The 30-second spot shows people working in a variety of environments, such an aircraft hanger, a hospital and an R&D lab, with data flowing almost like a river or ribbons of light across tablets and other screens. Finally, the stream of data pours directly through the most recent McAfee logo, which resembles a red shield, announcing the firm as the “device-to-cloud” security company.
According to Lisa Matherly, McAfee’s vice-president of Content Marketing, the company had done research prior to the campaign that showed strong aided and unaided awareness of the brand’s anti-virus applications that protect network endpoints, but not necessarily its broader portfolio of tools. The ad campaign marks the next phase in a series of efforts to change that.
“There’s been a transformation of the entire marketing organization,” she told B2B News Network. “We really invested in our demand generation model first to partner to sales and move from a strategy that focused on events to one that moved to digital and engaging with customers and prospects as they started with us online. We really weren’t present there.”
The next task, Matherly said, was to focus on the brand and look at higher addressable markets and those with higher compound annual growth rates (CAGRs). The spin-off of McAfee from Intel as a private firm about a year ago, meanwhile, provided the opportunity to rethink not only its logo but how it could be creative in the way it presents itself to IT decision-makers.

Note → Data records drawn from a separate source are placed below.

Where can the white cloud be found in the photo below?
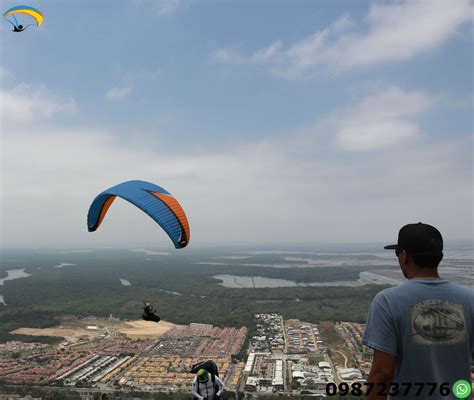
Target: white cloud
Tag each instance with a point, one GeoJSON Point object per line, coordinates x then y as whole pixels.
{"type": "Point", "coordinates": [118, 93]}
{"type": "Point", "coordinates": [164, 7]}
{"type": "Point", "coordinates": [285, 189]}
{"type": "Point", "coordinates": [390, 33]}
{"type": "Point", "coordinates": [382, 120]}
{"type": "Point", "coordinates": [25, 103]}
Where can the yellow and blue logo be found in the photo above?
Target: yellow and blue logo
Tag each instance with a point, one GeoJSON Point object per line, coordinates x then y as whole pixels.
{"type": "Point", "coordinates": [25, 10]}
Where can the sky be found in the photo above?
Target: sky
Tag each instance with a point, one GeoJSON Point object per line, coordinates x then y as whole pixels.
{"type": "Point", "coordinates": [272, 122]}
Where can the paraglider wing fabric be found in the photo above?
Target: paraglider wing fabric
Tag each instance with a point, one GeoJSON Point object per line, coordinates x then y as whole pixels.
{"type": "Point", "coordinates": [32, 12]}
{"type": "Point", "coordinates": [160, 205]}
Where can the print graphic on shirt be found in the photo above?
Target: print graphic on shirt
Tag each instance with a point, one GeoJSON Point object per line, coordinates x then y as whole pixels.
{"type": "Point", "coordinates": [438, 322]}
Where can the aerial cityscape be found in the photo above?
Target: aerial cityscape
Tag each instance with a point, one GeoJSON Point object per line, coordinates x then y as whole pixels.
{"type": "Point", "coordinates": [284, 356]}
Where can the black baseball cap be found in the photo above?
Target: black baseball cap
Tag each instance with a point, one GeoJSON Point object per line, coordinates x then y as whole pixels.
{"type": "Point", "coordinates": [418, 238]}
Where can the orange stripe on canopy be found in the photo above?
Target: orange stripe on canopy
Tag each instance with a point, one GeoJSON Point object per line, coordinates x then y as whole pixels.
{"type": "Point", "coordinates": [105, 207]}
{"type": "Point", "coordinates": [177, 210]}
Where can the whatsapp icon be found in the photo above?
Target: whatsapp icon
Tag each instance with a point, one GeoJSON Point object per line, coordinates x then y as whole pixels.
{"type": "Point", "coordinates": [462, 389]}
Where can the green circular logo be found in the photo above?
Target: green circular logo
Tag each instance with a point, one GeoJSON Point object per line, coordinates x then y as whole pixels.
{"type": "Point", "coordinates": [462, 389]}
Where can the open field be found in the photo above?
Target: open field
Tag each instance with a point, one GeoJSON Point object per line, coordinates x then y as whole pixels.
{"type": "Point", "coordinates": [76, 330]}
{"type": "Point", "coordinates": [145, 329]}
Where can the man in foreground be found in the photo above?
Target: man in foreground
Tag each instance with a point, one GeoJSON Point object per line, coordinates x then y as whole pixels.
{"type": "Point", "coordinates": [422, 332]}
{"type": "Point", "coordinates": [207, 386]}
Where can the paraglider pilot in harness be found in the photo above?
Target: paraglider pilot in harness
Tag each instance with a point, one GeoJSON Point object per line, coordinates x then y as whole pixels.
{"type": "Point", "coordinates": [149, 314]}
{"type": "Point", "coordinates": [207, 385]}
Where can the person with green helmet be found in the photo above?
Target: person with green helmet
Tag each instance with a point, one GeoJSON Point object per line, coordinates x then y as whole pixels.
{"type": "Point", "coordinates": [207, 386]}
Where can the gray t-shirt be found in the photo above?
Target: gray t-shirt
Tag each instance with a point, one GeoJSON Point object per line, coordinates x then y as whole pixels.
{"type": "Point", "coordinates": [428, 324]}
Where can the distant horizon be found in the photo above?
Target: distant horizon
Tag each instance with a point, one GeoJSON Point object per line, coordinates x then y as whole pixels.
{"type": "Point", "coordinates": [335, 122]}
{"type": "Point", "coordinates": [297, 247]}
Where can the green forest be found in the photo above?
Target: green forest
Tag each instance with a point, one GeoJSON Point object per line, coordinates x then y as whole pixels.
{"type": "Point", "coordinates": [182, 288]}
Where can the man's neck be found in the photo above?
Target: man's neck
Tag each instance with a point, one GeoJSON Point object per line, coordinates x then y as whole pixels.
{"type": "Point", "coordinates": [425, 273]}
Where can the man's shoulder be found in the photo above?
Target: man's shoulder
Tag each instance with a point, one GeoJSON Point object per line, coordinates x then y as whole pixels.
{"type": "Point", "coordinates": [412, 286]}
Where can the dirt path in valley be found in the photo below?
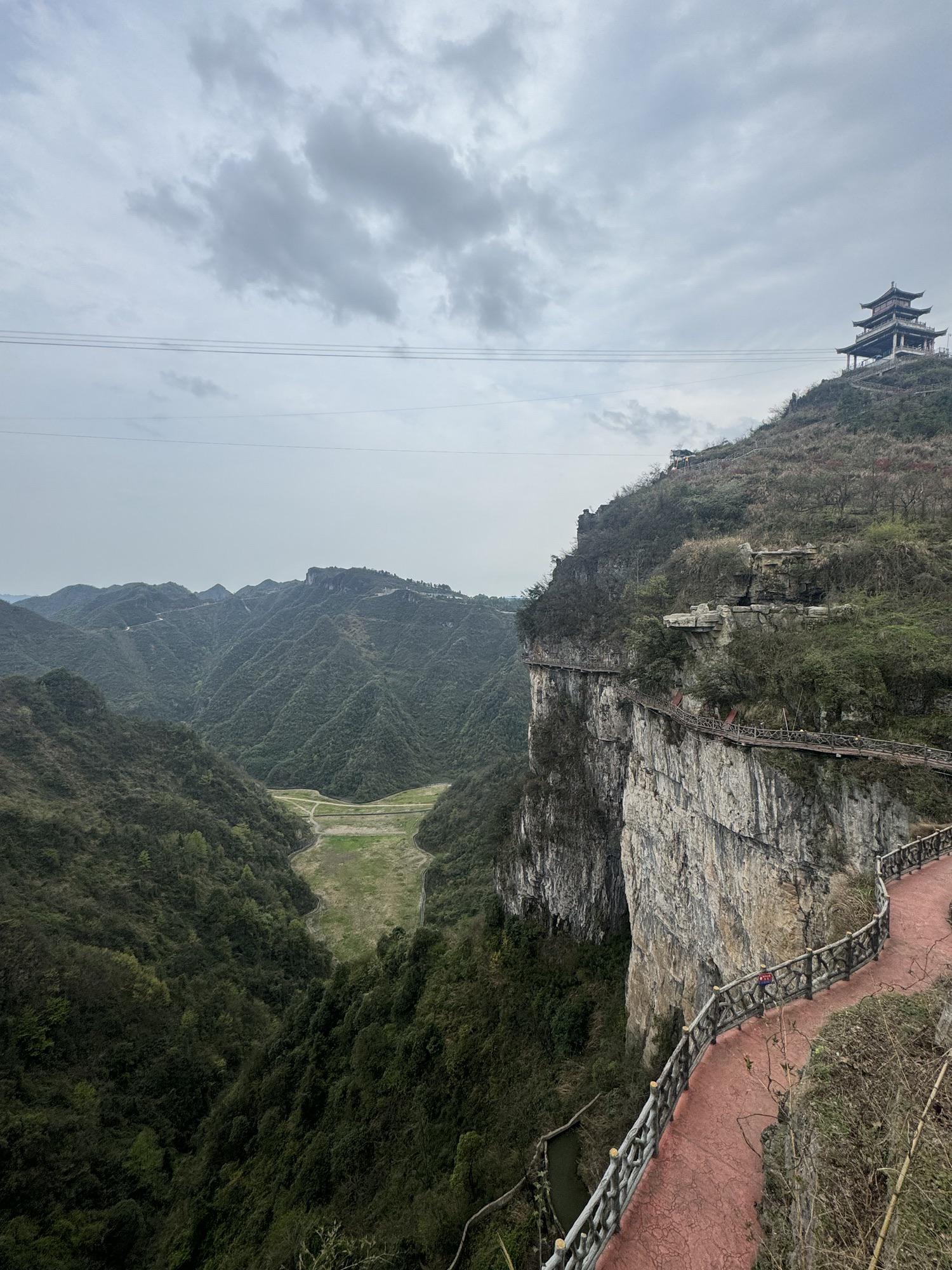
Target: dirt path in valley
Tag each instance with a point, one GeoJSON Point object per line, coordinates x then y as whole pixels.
{"type": "Point", "coordinates": [696, 1206]}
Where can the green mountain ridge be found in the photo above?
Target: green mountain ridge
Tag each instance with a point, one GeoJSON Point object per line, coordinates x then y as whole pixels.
{"type": "Point", "coordinates": [150, 933]}
{"type": "Point", "coordinates": [863, 477]}
{"type": "Point", "coordinates": [354, 681]}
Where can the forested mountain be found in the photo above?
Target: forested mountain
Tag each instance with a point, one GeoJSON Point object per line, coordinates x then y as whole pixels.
{"type": "Point", "coordinates": [150, 933]}
{"type": "Point", "coordinates": [409, 1089]}
{"type": "Point", "coordinates": [860, 477]}
{"type": "Point", "coordinates": [355, 681]}
{"type": "Point", "coordinates": [154, 968]}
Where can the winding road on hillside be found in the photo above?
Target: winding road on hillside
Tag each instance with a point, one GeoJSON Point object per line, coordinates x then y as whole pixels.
{"type": "Point", "coordinates": [696, 1207]}
{"type": "Point", "coordinates": [841, 745]}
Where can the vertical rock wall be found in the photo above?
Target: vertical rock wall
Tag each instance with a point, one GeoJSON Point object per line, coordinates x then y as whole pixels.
{"type": "Point", "coordinates": [711, 855]}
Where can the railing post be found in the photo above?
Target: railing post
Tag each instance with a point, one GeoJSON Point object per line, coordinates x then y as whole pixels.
{"type": "Point", "coordinates": [615, 1202]}
{"type": "Point", "coordinates": [686, 1059]}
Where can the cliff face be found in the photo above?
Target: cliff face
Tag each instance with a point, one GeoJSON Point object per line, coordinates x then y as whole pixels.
{"type": "Point", "coordinates": [567, 867]}
{"type": "Point", "coordinates": [714, 858]}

“It was a fun process,” she said, adding that McAfee worked with two different agencies to develop the assets in the campaign. “There were lots of different animations they came to us with how to illustrate (the device-to-cloud concept). Some were a little too ‘pixie dust,’ but this one, we thought, showed the movement to the cloud where the data is streaming, with different bits and bytes going through.”

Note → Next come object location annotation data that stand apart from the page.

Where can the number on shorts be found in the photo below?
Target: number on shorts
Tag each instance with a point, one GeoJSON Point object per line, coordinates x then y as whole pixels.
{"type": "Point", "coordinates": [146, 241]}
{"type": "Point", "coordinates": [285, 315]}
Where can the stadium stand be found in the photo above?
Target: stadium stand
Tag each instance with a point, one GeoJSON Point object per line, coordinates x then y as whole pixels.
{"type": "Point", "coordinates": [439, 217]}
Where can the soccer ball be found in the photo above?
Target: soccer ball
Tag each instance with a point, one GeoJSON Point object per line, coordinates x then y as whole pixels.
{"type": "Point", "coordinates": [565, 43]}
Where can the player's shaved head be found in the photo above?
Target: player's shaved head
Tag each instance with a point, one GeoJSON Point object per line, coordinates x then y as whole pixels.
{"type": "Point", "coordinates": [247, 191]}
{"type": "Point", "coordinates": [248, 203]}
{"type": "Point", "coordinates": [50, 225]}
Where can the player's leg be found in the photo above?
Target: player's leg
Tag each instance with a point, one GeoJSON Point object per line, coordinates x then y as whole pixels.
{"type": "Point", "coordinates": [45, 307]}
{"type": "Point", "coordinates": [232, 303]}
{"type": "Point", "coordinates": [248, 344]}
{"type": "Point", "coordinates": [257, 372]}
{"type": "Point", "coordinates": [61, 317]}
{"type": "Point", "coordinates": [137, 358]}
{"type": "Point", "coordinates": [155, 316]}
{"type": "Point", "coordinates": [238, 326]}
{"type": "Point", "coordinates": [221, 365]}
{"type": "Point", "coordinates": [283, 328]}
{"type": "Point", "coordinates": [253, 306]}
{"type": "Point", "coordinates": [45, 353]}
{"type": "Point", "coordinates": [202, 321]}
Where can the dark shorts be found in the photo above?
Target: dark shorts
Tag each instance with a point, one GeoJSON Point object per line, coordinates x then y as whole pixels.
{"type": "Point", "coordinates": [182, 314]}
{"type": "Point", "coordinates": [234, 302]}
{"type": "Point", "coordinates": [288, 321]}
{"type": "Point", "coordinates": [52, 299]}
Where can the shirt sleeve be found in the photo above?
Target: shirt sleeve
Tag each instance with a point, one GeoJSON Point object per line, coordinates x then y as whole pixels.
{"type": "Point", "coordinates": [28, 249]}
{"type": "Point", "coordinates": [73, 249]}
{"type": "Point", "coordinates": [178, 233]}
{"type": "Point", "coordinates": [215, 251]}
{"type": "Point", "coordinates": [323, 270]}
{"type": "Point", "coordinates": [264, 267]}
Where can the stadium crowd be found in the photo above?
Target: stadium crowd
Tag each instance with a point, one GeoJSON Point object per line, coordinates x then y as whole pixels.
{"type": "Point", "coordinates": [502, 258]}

Beyond the TV spot, McAfee will be using many other, more traditional B2B assets such as white papers and case studies to further educate CIOs, CISOs and those who influence them, Matherly said. While security breaches and scandals about loss of data are always in the headlines, though — Facebook’s situation with Cambridge Analytica comes to mind — the company isn’t about to start “newsjacking” to get more attention.
“When a breach occurs or there is some kind of threat, it’s really about dissecting the situation and getting information out that is useful to our customers so they understand how they’re protected or how they’re not,” she said. “We really do try to take the high ground in those situations. Customers and prospects are in a frenzy when these things are happening. We want to be there to help them and not use it as an opportunity for marketing.”
Other elements of the McAfee campaign will include digital ads, social ads and even radio.